Hiring a car at least puts you in a vehicle suitable for local roads but add getting used to an unfamiliar vehicle to acclimatizing to local conditions and nobody can see you are a foreigner so they don’t know to make allowances. Insist that the hire company let you take over the car somewhere where you can safely familiarize yourself with the controls and adjust the mirrors. If they can’t, pull over as soon as you can to sort yourself out.
You must find:
- how to adjust mirrors and seats
- the horn
- the lights
- the indicators
- the headlamp flasher
- the parking brake, if it’s not the obvious lever
- how to engage reverse
- the childproof door locks (to activate if you have children and turn off if you don’t)
- how to use any automatic door locking systems.

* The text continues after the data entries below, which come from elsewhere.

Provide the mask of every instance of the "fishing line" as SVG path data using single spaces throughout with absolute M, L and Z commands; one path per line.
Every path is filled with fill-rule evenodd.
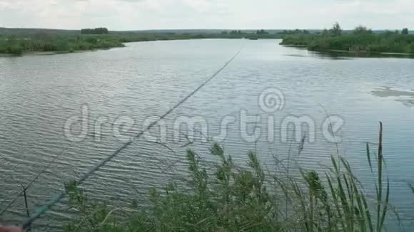
M 184 103 L 187 100 L 188 100 L 188 98 L 191 97 L 194 94 L 196 94 L 196 93 L 198 92 L 198 90 L 200 90 L 203 87 L 204 87 L 204 85 L 206 85 L 213 78 L 214 78 L 216 76 L 217 76 L 217 75 L 218 75 L 220 73 L 221 73 L 221 71 L 223 71 L 223 70 L 224 68 L 226 68 L 237 57 L 237 56 L 238 56 L 238 54 L 241 52 L 241 50 L 242 49 L 243 49 L 243 48 L 241 48 L 237 52 L 237 53 L 236 53 L 236 55 L 234 55 L 234 56 L 233 56 L 228 61 L 227 61 L 227 63 L 226 63 L 224 64 L 224 65 L 223 65 L 223 67 L 221 67 L 221 68 L 220 68 L 218 70 L 217 70 L 217 72 L 216 72 L 214 74 L 213 74 L 213 75 L 211 75 L 210 78 L 208 78 L 207 80 L 206 80 L 206 81 L 204 81 L 196 90 L 194 90 L 193 92 L 191 92 L 189 95 L 188 95 L 186 97 L 184 97 L 180 102 L 178 102 L 176 105 L 174 105 L 172 108 L 171 108 L 166 113 L 164 113 L 163 115 L 162 115 L 157 120 L 156 120 L 156 121 L 153 122 L 152 123 L 151 123 L 143 130 L 142 130 L 141 132 L 139 132 L 138 135 L 136 135 L 134 137 L 133 139 L 131 139 L 131 141 L 129 141 L 129 142 L 126 142 L 126 144 L 124 144 L 122 147 L 121 147 L 119 149 L 118 149 L 113 154 L 112 154 L 111 155 L 108 156 L 106 159 L 105 159 L 103 161 L 101 161 L 96 166 L 95 166 L 93 169 L 91 169 L 88 172 L 86 172 L 86 174 L 84 174 L 79 179 L 79 180 L 78 180 L 76 181 L 76 184 L 79 185 L 79 184 L 82 184 L 84 181 L 85 181 L 95 172 L 98 171 L 101 167 L 102 167 L 103 166 L 104 166 L 106 163 L 108 163 L 108 162 L 111 161 L 118 154 L 119 154 L 121 152 L 122 152 L 123 149 L 125 149 L 126 147 L 128 147 L 129 145 L 131 145 L 133 143 L 133 142 L 136 141 L 136 139 L 138 139 L 138 138 L 140 138 L 145 132 L 146 132 L 147 131 L 148 131 L 153 126 L 156 125 L 161 120 L 163 120 L 163 118 L 165 118 L 167 115 L 168 115 L 169 114 L 171 114 L 174 110 L 176 110 L 177 107 L 178 107 L 183 103 Z M 55 197 L 54 197 L 50 201 L 49 201 L 48 203 L 46 203 L 45 205 L 44 205 L 43 206 L 40 207 L 32 216 L 31 216 L 29 219 L 27 219 L 23 223 L 23 229 L 24 230 L 26 230 L 26 229 L 29 228 L 30 227 L 30 226 L 33 223 L 33 222 L 34 221 L 36 221 L 39 218 L 40 218 L 50 208 L 53 207 L 54 206 L 55 206 L 56 204 L 57 204 L 59 201 L 61 201 L 65 197 L 66 195 L 66 191 L 63 191 L 63 192 L 57 194 L 56 196 L 55 196 Z

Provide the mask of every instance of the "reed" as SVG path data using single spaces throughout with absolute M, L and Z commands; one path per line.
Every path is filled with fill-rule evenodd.
M 383 174 L 382 139 L 381 123 L 376 164 L 366 144 L 369 168 L 376 178 L 375 207 L 350 164 L 340 155 L 331 156 L 331 167 L 325 172 L 299 168 L 299 175 L 294 176 L 286 168 L 266 172 L 253 151 L 247 153 L 246 165 L 237 167 L 223 147 L 214 143 L 210 153 L 218 162 L 213 172 L 196 152 L 188 149 L 188 184 L 173 183 L 151 190 L 149 208 L 136 201 L 122 209 L 91 204 L 83 190 L 71 183 L 67 186 L 70 205 L 79 214 L 65 231 L 385 231 L 390 182 Z

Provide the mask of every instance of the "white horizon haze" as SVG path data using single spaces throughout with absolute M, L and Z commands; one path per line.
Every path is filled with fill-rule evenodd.
M 414 28 L 413 0 L 0 0 L 0 27 L 111 31 Z

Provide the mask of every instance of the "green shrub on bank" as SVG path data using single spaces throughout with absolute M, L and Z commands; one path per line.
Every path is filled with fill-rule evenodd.
M 359 33 L 333 36 L 289 35 L 282 45 L 306 46 L 310 51 L 340 50 L 355 52 L 388 52 L 413 53 L 414 35 Z
M 383 176 L 381 139 L 376 165 L 367 144 L 369 168 L 377 178 L 373 211 L 349 163 L 341 157 L 332 157 L 332 167 L 325 174 L 301 169 L 299 176 L 292 177 L 268 171 L 253 152 L 248 152 L 245 168 L 237 167 L 218 144 L 210 152 L 218 160 L 213 173 L 195 152 L 188 150 L 188 184 L 153 189 L 149 209 L 136 201 L 119 207 L 91 204 L 82 189 L 71 183 L 70 205 L 79 214 L 65 231 L 385 230 L 389 181 Z

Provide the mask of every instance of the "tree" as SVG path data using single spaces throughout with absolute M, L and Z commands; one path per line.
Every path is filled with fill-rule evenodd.
M 258 35 L 268 35 L 269 33 L 263 29 L 261 29 L 261 30 L 257 30 L 256 33 Z
M 96 28 L 94 29 L 91 28 L 85 28 L 81 30 L 81 34 L 93 34 L 93 35 L 103 35 L 103 34 L 108 34 L 109 31 L 108 28 L 104 27 Z
M 338 22 L 335 23 L 332 28 L 329 30 L 330 33 L 334 36 L 339 36 L 342 34 L 342 28 Z
M 365 26 L 362 25 L 357 26 L 353 30 L 354 35 L 363 35 L 363 34 L 372 34 L 373 30 L 367 28 Z

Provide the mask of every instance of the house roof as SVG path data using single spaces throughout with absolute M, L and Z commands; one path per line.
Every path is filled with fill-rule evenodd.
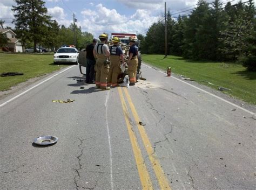
M 14 33 L 14 32 L 11 29 L 0 29 L 0 32 L 2 34 L 6 33 L 8 31 L 10 31 L 11 32 L 13 33 L 15 36 L 16 36 L 16 34 Z
M 16 44 L 19 40 L 19 39 L 15 38 L 9 38 L 9 41 L 8 41 L 8 43 L 10 44 L 12 44 L 12 43 Z

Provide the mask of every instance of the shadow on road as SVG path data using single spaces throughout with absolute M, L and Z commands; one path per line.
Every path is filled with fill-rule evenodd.
M 33 146 L 33 147 L 36 147 L 37 148 L 46 148 L 46 147 L 49 147 L 49 146 L 53 146 L 56 144 L 56 143 L 54 143 L 54 144 L 49 144 L 49 145 L 39 145 L 36 144 L 34 143 L 32 143 L 32 146 Z
M 97 92 L 101 92 L 102 90 L 96 87 L 90 87 L 88 89 L 83 89 L 81 90 L 73 90 L 73 92 L 71 92 L 70 94 L 90 94 L 92 93 L 96 93 Z

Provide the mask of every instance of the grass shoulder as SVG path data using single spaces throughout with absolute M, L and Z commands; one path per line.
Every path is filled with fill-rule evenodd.
M 0 73 L 18 72 L 23 75 L 0 77 L 0 91 L 28 80 L 43 76 L 68 66 L 53 64 L 52 54 L 0 53 Z
M 144 62 L 166 70 L 171 66 L 172 73 L 182 75 L 195 81 L 205 81 L 231 89 L 224 93 L 248 103 L 256 104 L 256 72 L 248 72 L 241 65 L 232 62 L 194 61 L 180 57 L 143 54 Z M 200 82 L 214 89 L 218 87 Z

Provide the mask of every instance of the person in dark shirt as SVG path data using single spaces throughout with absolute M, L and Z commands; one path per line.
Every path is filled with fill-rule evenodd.
M 92 40 L 92 43 L 86 46 L 86 83 L 92 83 L 94 81 L 95 71 L 94 67 L 96 61 L 93 55 L 93 48 L 97 44 L 97 40 L 95 38 Z
M 112 41 L 113 45 L 109 48 L 110 60 L 111 64 L 107 77 L 107 86 L 116 87 L 118 86 L 117 77 L 120 73 L 120 61 L 122 60 L 122 62 L 124 63 L 124 58 L 122 48 L 118 46 L 118 43 L 120 41 L 119 38 L 114 37 Z
M 129 38 L 130 47 L 127 64 L 130 86 L 134 85 L 136 82 L 137 68 L 139 63 L 137 56 L 138 48 L 135 44 L 135 41 L 136 39 L 132 37 Z

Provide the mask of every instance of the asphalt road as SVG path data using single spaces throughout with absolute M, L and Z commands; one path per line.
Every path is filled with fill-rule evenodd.
M 255 107 L 142 70 L 100 91 L 72 66 L 1 100 L 0 188 L 255 189 Z

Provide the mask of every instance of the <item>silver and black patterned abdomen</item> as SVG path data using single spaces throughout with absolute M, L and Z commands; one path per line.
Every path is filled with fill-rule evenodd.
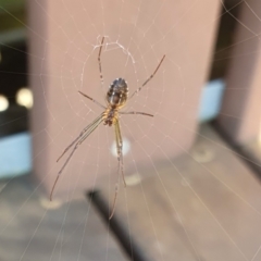
M 111 108 L 121 108 L 127 101 L 128 87 L 123 78 L 114 79 L 107 92 L 107 101 Z

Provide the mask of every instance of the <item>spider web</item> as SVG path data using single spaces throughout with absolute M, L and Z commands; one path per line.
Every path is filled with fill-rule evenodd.
M 217 3 L 223 5 L 222 1 Z M 30 58 L 30 67 L 36 72 L 28 75 L 32 79 L 36 104 L 32 112 L 32 119 L 33 121 L 41 119 L 37 121 L 37 125 L 33 124 L 32 134 L 35 145 L 33 162 L 34 165 L 38 166 L 36 175 L 39 183 L 29 196 L 18 201 L 15 210 L 10 210 L 9 221 L 1 225 L 1 237 L 13 232 L 15 225 L 18 225 L 16 223 L 18 223 L 20 216 L 35 214 L 29 212 L 28 201 L 36 194 L 42 195 L 41 202 L 47 198 L 41 192 L 44 184 L 49 188 L 52 186 L 55 175 L 67 156 L 65 154 L 59 164 L 55 162 L 58 157 L 70 141 L 77 137 L 80 130 L 102 112 L 97 104 L 78 95 L 78 90 L 105 105 L 104 95 L 113 79 L 125 78 L 132 95 L 151 75 L 165 54 L 165 60 L 154 77 L 122 110 L 141 111 L 154 116 L 122 115 L 120 119 L 124 139 L 124 172 L 129 186 L 132 183 L 137 183 L 135 189 L 144 197 L 145 215 L 148 216 L 148 224 L 144 229 L 150 231 L 154 238 L 154 260 L 163 260 L 164 258 L 172 260 L 172 257 L 167 257 L 164 252 L 160 236 L 161 227 L 156 223 L 157 214 L 153 213 L 153 206 L 148 203 L 146 185 L 140 182 L 141 179 L 146 182 L 146 177 L 158 177 L 165 201 L 173 207 L 171 214 L 175 215 L 181 223 L 181 229 L 184 232 L 185 240 L 189 243 L 190 249 L 184 253 L 184 260 L 217 260 L 216 257 L 222 257 L 223 260 L 259 260 L 261 226 L 257 224 L 260 223 L 260 204 L 250 201 L 248 195 L 239 191 L 238 186 L 241 184 L 237 179 L 238 177 L 225 179 L 217 176 L 217 167 L 213 171 L 208 164 L 195 160 L 195 167 L 202 167 L 208 174 L 202 174 L 201 182 L 206 181 L 204 186 L 215 183 L 219 185 L 216 185 L 216 189 L 204 195 L 199 189 L 200 186 L 187 175 L 186 167 L 176 164 L 174 159 L 181 151 L 191 159 L 195 158 L 195 154 L 189 151 L 189 145 L 194 139 L 191 133 L 196 139 L 209 140 L 216 148 L 222 148 L 224 154 L 232 152 L 223 144 L 216 142 L 213 137 L 195 130 L 200 98 L 198 86 L 203 84 L 207 75 L 204 78 L 196 76 L 191 79 L 190 76 L 195 76 L 191 71 L 200 66 L 195 63 L 198 53 L 202 60 L 210 59 L 211 49 L 204 51 L 209 42 L 202 42 L 200 38 L 204 37 L 206 32 L 219 22 L 220 16 L 229 14 L 238 25 L 244 26 L 249 32 L 249 38 L 246 38 L 246 41 L 260 39 L 259 32 L 253 32 L 247 24 L 235 17 L 232 11 L 245 5 L 249 9 L 252 18 L 261 22 L 261 17 L 252 10 L 248 1 L 243 0 L 237 1 L 229 10 L 225 8 L 223 13 L 217 17 L 210 18 L 210 24 L 206 25 L 204 18 L 210 15 L 213 3 L 209 1 L 179 1 L 176 4 L 178 7 L 173 10 L 171 1 L 150 1 L 149 4 L 147 1 L 120 0 L 113 2 L 58 0 L 48 4 L 44 1 L 30 2 L 30 8 L 34 7 L 36 10 L 36 12 L 30 12 L 30 18 L 38 17 L 40 24 L 45 17 L 48 17 L 50 23 L 49 30 L 45 28 L 41 30 L 39 24 L 28 23 L 25 25 L 30 37 L 38 42 L 37 47 L 32 48 L 27 55 Z M 14 20 L 18 20 L 3 7 L 1 9 Z M 201 10 L 200 16 L 196 9 Z M 194 32 L 190 29 L 191 26 L 195 26 Z M 215 32 L 213 32 L 212 37 L 214 34 Z M 101 52 L 103 84 L 100 82 L 97 60 L 102 37 L 104 37 Z M 186 40 L 188 37 L 191 38 L 192 42 Z M 222 51 L 240 44 L 241 40 Z M 190 49 L 192 45 L 199 45 L 197 53 Z M 241 55 L 252 55 L 256 52 L 259 52 L 259 49 L 253 50 L 252 53 L 241 53 Z M 231 58 L 225 53 L 222 59 Z M 214 63 L 219 63 L 219 61 L 216 60 Z M 235 120 L 234 116 L 231 117 Z M 241 119 L 236 120 L 241 121 Z M 184 141 L 184 136 L 189 138 Z M 178 195 L 177 198 L 171 198 L 170 187 L 162 179 L 164 167 L 170 167 L 170 165 L 173 175 L 176 176 L 176 183 L 172 184 L 173 189 L 184 188 L 184 198 L 178 197 Z M 99 126 L 79 146 L 57 186 L 54 198 L 60 199 L 60 196 L 63 196 L 61 198 L 67 202 L 62 215 L 61 212 L 59 213 L 60 223 L 57 224 L 60 227 L 59 232 L 51 237 L 50 245 L 46 246 L 45 240 L 48 232 L 41 227 L 49 219 L 52 219 L 53 212 L 48 208 L 44 209 L 37 201 L 36 222 L 30 226 L 30 236 L 23 239 L 20 253 L 13 256 L 13 260 L 39 260 L 34 256 L 34 248 L 37 244 L 41 245 L 36 247 L 39 251 L 46 249 L 47 258 L 45 260 L 64 260 L 65 258 L 85 260 L 83 252 L 86 251 L 85 238 L 88 236 L 89 229 L 91 231 L 89 226 L 91 210 L 87 207 L 83 208 L 82 222 L 78 226 L 71 228 L 70 222 L 74 212 L 73 201 L 75 198 L 79 198 L 80 201 L 80 197 L 83 197 L 80 195 L 86 188 L 91 190 L 100 185 L 108 189 L 111 197 L 110 201 L 112 201 L 114 184 L 117 181 L 116 172 L 114 130 L 110 127 Z M 254 190 L 252 195 L 260 195 L 257 182 L 252 177 L 249 178 L 249 184 Z M 14 179 L 11 179 L 1 194 L 11 190 L 13 184 Z M 128 213 L 128 208 L 132 204 L 128 198 L 128 187 L 122 189 L 122 183 L 120 185 L 121 195 L 117 200 L 126 206 L 129 235 L 133 235 L 136 232 L 135 228 L 132 228 L 134 225 Z M 219 190 L 221 188 L 225 190 L 225 195 Z M 215 212 L 213 201 L 208 200 L 210 195 L 221 197 L 224 201 L 227 199 L 226 195 L 235 197 L 237 201 L 235 208 L 241 208 L 243 216 L 234 216 L 234 212 L 227 209 L 226 202 L 220 207 L 221 212 Z M 191 204 L 187 215 L 198 214 L 198 217 L 195 217 L 189 225 L 185 222 L 184 210 L 178 208 L 181 201 Z M 216 202 L 216 204 L 219 203 Z M 1 208 L 7 208 L 4 204 L 1 206 Z M 247 208 L 245 208 L 246 206 Z M 198 208 L 198 212 L 195 211 L 195 208 Z M 244 212 L 246 209 L 248 211 Z M 208 215 L 206 220 L 203 220 L 204 214 Z M 229 228 L 231 217 L 228 219 L 228 214 L 235 219 L 238 227 L 252 227 L 252 233 L 246 232 L 246 237 L 254 236 L 250 247 L 246 245 L 246 238 L 241 239 L 244 237 L 241 231 L 237 234 Z M 163 216 L 162 213 L 162 219 Z M 95 226 L 95 224 L 92 225 Z M 71 244 L 65 236 L 67 232 L 71 232 L 70 229 L 72 233 L 77 229 L 83 232 L 82 237 L 76 239 L 77 247 Z M 202 238 L 194 236 L 194 232 L 197 229 L 209 229 L 209 240 L 216 240 L 214 246 L 217 250 L 200 252 Z M 92 233 L 96 233 L 95 229 Z M 105 251 L 99 252 L 99 249 L 97 250 L 100 259 L 115 260 L 119 258 L 121 260 L 123 257 L 119 257 L 116 253 L 115 257 L 109 256 L 111 252 L 109 250 L 113 248 L 109 227 L 107 227 L 107 233 L 108 237 L 103 246 Z M 21 233 L 17 234 L 17 237 L 23 236 Z M 8 239 L 4 243 L 7 244 Z M 65 257 L 67 254 L 66 248 L 70 249 L 71 257 Z M 87 251 L 90 250 L 87 249 Z M 216 256 L 216 251 L 223 251 L 224 256 Z M 190 256 L 191 252 L 192 256 Z M 10 260 L 8 257 L 3 258 L 5 258 L 3 260 Z

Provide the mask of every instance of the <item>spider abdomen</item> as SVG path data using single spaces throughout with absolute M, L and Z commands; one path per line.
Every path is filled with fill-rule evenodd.
M 104 112 L 103 112 L 103 122 L 104 125 L 114 125 L 115 122 L 117 121 L 117 109 L 112 109 L 112 108 L 108 108 Z
M 112 82 L 105 99 L 112 109 L 120 109 L 126 103 L 127 97 L 128 87 L 126 80 L 123 78 L 116 78 Z

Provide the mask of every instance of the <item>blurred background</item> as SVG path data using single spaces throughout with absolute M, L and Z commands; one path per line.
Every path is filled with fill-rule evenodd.
M 261 260 L 260 10 L 1 0 L 0 259 Z M 99 112 L 77 90 L 102 102 L 123 76 L 132 94 L 163 54 L 127 107 L 153 122 L 121 123 L 127 188 L 113 219 L 108 130 L 79 148 L 50 202 L 57 158 Z

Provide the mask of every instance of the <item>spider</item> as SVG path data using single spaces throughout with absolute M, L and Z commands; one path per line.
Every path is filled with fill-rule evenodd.
M 102 50 L 103 42 L 104 42 L 104 37 L 102 37 L 102 39 L 101 39 L 99 54 L 98 54 L 98 63 L 99 63 L 99 72 L 100 72 L 101 85 L 103 84 L 103 76 L 102 76 L 102 71 L 101 71 L 101 59 L 100 59 L 100 57 L 101 57 L 101 50 Z M 83 94 L 82 91 L 78 91 L 80 95 L 83 95 L 84 97 L 86 97 L 89 100 L 91 100 L 92 102 L 95 102 L 97 105 L 99 105 L 102 109 L 104 109 L 104 111 L 94 122 L 91 122 L 89 125 L 87 125 L 80 132 L 80 134 L 76 137 L 76 139 L 74 139 L 65 148 L 63 153 L 58 158 L 57 162 L 69 151 L 69 149 L 71 149 L 74 146 L 71 154 L 69 156 L 69 158 L 66 159 L 66 161 L 64 162 L 64 164 L 62 165 L 61 170 L 58 173 L 58 176 L 57 176 L 57 178 L 54 181 L 54 184 L 52 186 L 52 189 L 51 189 L 50 200 L 52 200 L 52 194 L 53 194 L 53 190 L 54 190 L 55 185 L 58 183 L 58 179 L 59 179 L 60 175 L 62 174 L 64 167 L 67 165 L 67 163 L 70 162 L 71 158 L 73 157 L 75 150 L 103 122 L 104 125 L 108 125 L 108 126 L 112 126 L 113 125 L 114 126 L 115 140 L 116 140 L 116 153 L 117 153 L 117 161 L 119 161 L 117 182 L 115 184 L 115 195 L 114 195 L 114 200 L 113 200 L 113 204 L 112 204 L 111 214 L 109 216 L 109 220 L 111 220 L 111 217 L 113 216 L 114 211 L 115 211 L 115 202 L 116 202 L 116 197 L 117 197 L 117 191 L 119 191 L 119 179 L 120 179 L 121 175 L 122 175 L 122 178 L 123 178 L 124 186 L 126 187 L 126 182 L 125 182 L 124 172 L 123 172 L 123 154 L 122 154 L 123 141 L 122 141 L 122 135 L 121 135 L 121 128 L 120 128 L 119 114 L 140 114 L 140 115 L 146 115 L 146 116 L 153 116 L 152 114 L 145 113 L 145 112 L 136 112 L 136 111 L 120 112 L 120 109 L 122 109 L 126 104 L 127 99 L 133 98 L 133 96 L 135 96 L 138 91 L 140 91 L 141 88 L 145 85 L 147 85 L 148 82 L 151 78 L 153 78 L 153 76 L 156 75 L 156 73 L 159 70 L 160 65 L 162 64 L 164 58 L 165 58 L 165 55 L 163 55 L 163 58 L 161 59 L 160 63 L 156 67 L 154 72 L 144 82 L 144 84 L 139 88 L 137 88 L 133 92 L 133 95 L 129 98 L 128 98 L 127 82 L 125 79 L 123 79 L 123 78 L 114 79 L 112 82 L 111 86 L 109 87 L 109 90 L 108 90 L 108 92 L 105 95 L 107 107 L 102 105 L 101 103 L 99 103 L 98 101 L 96 101 L 91 97 Z

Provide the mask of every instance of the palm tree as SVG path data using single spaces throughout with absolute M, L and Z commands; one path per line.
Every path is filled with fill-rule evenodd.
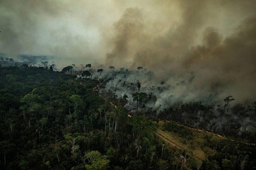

Some of these things may sound unimportant, but you do not want to find out that the horn isn’t where you thought it was when someone is about to step into the road in front of you and even in a sunny holiday destination you may still need lights in daytime. For example, lights are a legal requirement when entering a tunnel in many countries. Nobody wants to start a holiday with a fine for something as simple as that.
Don’t be surprised in a car with the steering wheel on the opposite side to what you are used to if it takes a while to get the interior mirror adjusted and for the driving position to feel right. It will take time to get used to everything being on the wrong side and even then you still grab the door pocket instead of the gear lever or parking brake if you try to do it in a hurry.
Drive with caution at first because you are not used to judging distances from this side of the car. Ask passengers to warn you if you get too close to anything, though their flinching is usually a good indicator.
Though you are now on the correct side of the car for the road, so overtaking is easier, remember that your view of the road is different so bends will feel unfamiliar and you may find judging speed and distance hard at first.